The night of the show (see a clip of it on YouTube) the energy at California Hall was electric. To recreate a beach, Steve had brought in two tons of sand to cover the stage. Annette’s entrance was from the top of a staircase. Muscle men were placed on the steps holding giant beach balls.
 
As Annette proceeded down the stairs, the beach balls parted, revealing her presence. At 39, she looked as trim and lithe as she did in Muscle Beach Party or Beach Blanket Bingo. She was dressed in a recreation of the white outfit she wore on the Mickey Mouse Club show. “Annette” was printed across the front of it in large type, just like when she was a twelve-year-old. (“I had the back of the top Velcroed, so she wouldn’t have to put it on over her head,” Steve later told me.) She was sporting black felt Mickey Mouse ears. As she sang, danced and camped it up with the Beach Blanket crazies for the next two hours, the audience couldn’t stop cheering. There was so much stamping of feet when she took her curtain call that it sounded like the 1906 earthquake.
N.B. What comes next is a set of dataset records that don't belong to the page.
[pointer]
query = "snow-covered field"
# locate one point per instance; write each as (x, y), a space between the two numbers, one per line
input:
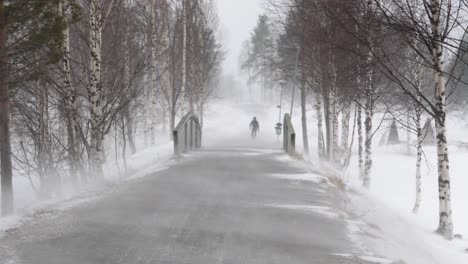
(386, 224)
(139, 165)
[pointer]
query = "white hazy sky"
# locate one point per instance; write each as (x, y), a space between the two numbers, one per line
(237, 19)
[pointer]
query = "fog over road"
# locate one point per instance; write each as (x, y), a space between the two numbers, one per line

In 1992 Annette told the world that she had been diagnosed with multiple sclerosis five years earlier. From that announcement on she quit making any public appearances. Instead, she established the Annette Funicello Research Fund for Neurological Diseases. She fought her debilitating disease in private with courage and dignity. She even underwent brain surgery. Her slow death lasted 26 years, longer than her career.
 
When I heard she died Monday, I was transported back to that iron slide — the one that I stood atop as a kid. How could life be so unfair, I wondered then. I wonder now.